Combining electrochemical and quantitative elemental analysis to investigate the sulfur poisoning process of ceria thin film fuel electrodes

This work deals with the effect of sulfur incorporation into model-type GDC thin films on their in-plane ionic conductivity. By means of impedance measurements, a strongly deteriorating effect on the grain boundary conductivity was confirmed, which additionally depends on the applied electrochemical polarisation. To quantify the total amount of sulfur incorporated into GDC thin films, online-laser ablation of solids in liquid (online-LASIL) was used as a novel solid sampling strategy. Online-LASIL combines several advantages of conventional sample introduction systems and enables the detection of S as a minor component in a very limited sample system (in the present case 35 mu g total sample mass). To reach the requested sensitivity for S detection using an inductively coupled plasma-mass spectrometer (ICP-MS), the reaction cell of the quadrupole instrument was used and the parameters for the mass shift reaction with O-2 were optimised. The combination of electrical and quantitative analytical results allows the identification of a potential sulfur incorporation pathway, which very likely proceeds along GDC grain boundaries with oxysulfide formation as the main driver of ion transport degradation.
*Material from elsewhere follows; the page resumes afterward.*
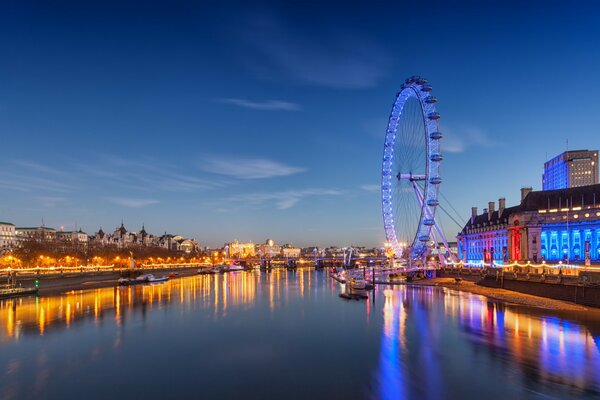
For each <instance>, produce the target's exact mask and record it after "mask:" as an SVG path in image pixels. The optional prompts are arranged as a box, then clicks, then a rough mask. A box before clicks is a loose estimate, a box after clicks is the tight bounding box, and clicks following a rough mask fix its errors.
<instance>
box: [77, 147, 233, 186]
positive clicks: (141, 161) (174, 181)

Depending on the applied cathodic bias, the measured amount of sulfur would be equivalent to 1-4 lattice constants of GDC transformed into an oxysulfide phase at the material's grain boundaries.

Automated summary

The impact of sulfur incorporation into GDC thin films on their in-plane ionic conductivity was investigated, revealing a detrimental effect on grain boundary conductivity. Online-LASIL was employed to quantify the amount of sulfur incorporated into the films, highlighting a potential pathway for sulfur incorporation and ion transport degradation along GDC grain boundaries with oxysulfide formation.